With federal clean energy policy in flux, the opening keynote at the Intersolar & Energy Storage North America (IESNA) Flagship event made one thing clear: the states aren’t waiting.
Moderated by Sammy Roth, independent climate writer and author of the Climate Colored Goggles Substack, the panel brought together four regional energy leaders to examine how states are filling the void left by federal rollbacks – and what it will take to sustain momentum.
The session featured Doreen Harris, president and CEO of NYSERDA; Michael Judge, undersecretary of energy at the Massachusetts Executive Office of Energy and Environmental Affairs; Arnab Pal, executive director of Deploy Action; and Lynnae Willette, director of regulatory and legislative affairs at EDF Power Solutions.
A 180-Degree Turn
Each panelist described a dramatic shift in their day-to-day work.
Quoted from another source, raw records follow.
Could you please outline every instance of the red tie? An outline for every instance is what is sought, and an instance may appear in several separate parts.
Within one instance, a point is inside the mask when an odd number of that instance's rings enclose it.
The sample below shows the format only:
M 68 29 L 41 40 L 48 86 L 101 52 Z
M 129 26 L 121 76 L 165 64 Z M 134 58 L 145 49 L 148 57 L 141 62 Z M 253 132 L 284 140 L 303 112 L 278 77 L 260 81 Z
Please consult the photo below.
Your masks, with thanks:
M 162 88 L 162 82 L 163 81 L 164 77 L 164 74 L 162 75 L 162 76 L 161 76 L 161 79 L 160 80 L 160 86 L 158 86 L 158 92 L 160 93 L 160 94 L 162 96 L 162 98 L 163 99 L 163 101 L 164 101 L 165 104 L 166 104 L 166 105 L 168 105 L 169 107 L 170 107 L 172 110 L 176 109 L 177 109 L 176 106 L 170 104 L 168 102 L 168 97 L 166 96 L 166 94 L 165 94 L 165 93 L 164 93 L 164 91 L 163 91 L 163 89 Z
For Willette, who works on both Texas state and federal policy, the transition was stark. “My job took a complete 180,” she said. “We went from implementing the IRA to doing what we could to protect our projects in play.”
Judge echoed the sentiment from Massachusetts, where grant terminations and stalled offshore wind contracts have forced a major recalibration. “Every day, it seems there’s something new: a grant that’s been canceled, a project that’s been halted,” he said.
Harris noted that the instability has impacted any generation or infrastructure project that needs durable policy to progress. “Uncertainty equals risk, and risk equals cost,” she explained. “This is not just about renewable energy.” New York finalized its state energy plan late last year against a backdrop of federal tax credit repeals and mounting market uncertainty. Every project in the state’s interconnection queue is wind, solar, or storage. By threatening these resources, uncertainty also destabilizes energy affordability and grid reliability.
Affordability as the New Battleground
The conversation quickly converged on energy affordability, not just as a political challenge, but as a genuine opportunity for clean energy advocates to reframe their message.
“The conversation changed from reliability to affordability in 2025,” Willette said of Texas, where Storm Uri had sent the state on a costly quest for gold-plate reliability. At the time, ERCOT had deployed only 3,000 megawatts (MW) of storage. Five years later, Texas has a whopping 16,000 MW of storage – with another 14,000 MW expected by year-end – driving residential electricity prices two cents below the national average and wholesale prices to among the lowest in the nation.
Harris urged the industry to broaden how it defines energy costs. In New York, many depend on delivered fuels like propane and oil, and the state’s infrastructure is aging. “Business as usual – meaning no clean energy transition – would still cost $150 billion a year just to maintain existing systems,” she said. For many households, the transition means energy burden reductions of one to three hundred dollars a month. “It really starts with education,” she said.
The panel’s most vivid proof point came from the New England cold snap just weeks ago. Oil generators that normally run one percent of the year ran for days, driving spot market prices as high as $870 per megawatt-hour, while an offshore wind facility delivered 600 MW at a price ten times lower. “These resources are critical at all times of the year,” Judge said. “They are providing direct savings and reliability benefits for consumers.”
To Pal, the bigger problem is marketing. In states where solar and storage have thrived, consumers facing high bills can draw the wrong conclusion. “The truth is the very opposite,” he said — in California, generation costs have remained largely flat, while transmission and distribution are the real cost culprits. He advocated for a coordinated, industry-wide campaign with a simple message: “We had an affordability solution — and it was ripped out.”
Navigating Federal Roadblocks
The panel addressed the administration’s efforts to block or slow renewable energy permitting, not just on federal lands, but through Army Corps and other agencies affecting private land development.
Willette urged early and consistent engagement, from the grassroots up to the “grass tops.” When federal permitting memos started landing, she briefed the Texas governor’s office and Public Utilities Commission on how restrictions could affect the interconnection queue and the load growth Texas is counting on. She pointed to a Virginia offshore wind project that advanced permits through a public-private agreement between a congresswoman, Dominion, and a naval base. “The art of the deal is sometimes coming up with a public-private solution that may be able to advance your project,” she said, while acknowledging litigation may be a necessary backstop.
Pal counseled against being too consumed by the moment. “Instead of thinking about how we deal with what’s today, it’s how we plan for what’s going to happen in January 2027 and January 2029,” he said. “You have to have your asks ready.”
A Vision for National Policy
When asked what ideal federal clean energy policy would look like, Harris called for a tech-neutral approach that evaluates all resources on a level playing field. Judge appealed for stability. “We’ve been ping-ponged back and forth,” he said. “When you have that pendulum swinging, it’s impossible to do the long-horizon planning necessary for these projects.”
Pal called for a long-term bipartisan deal on tax credits and a $25 billion marketing budget attached to the next major policy package. “I still don’t believe people really knew what the IRA was doing for this country,” he said — and by extension, many don’t know what they’ve lost.
Willette kept it simple: a permit certainty bill and more transmission. “Who doesn’t love more transmission?” In a year defined by attrition, the prescription was straightforward – stability, certainty, and the infrastructure to move power where it’s needed.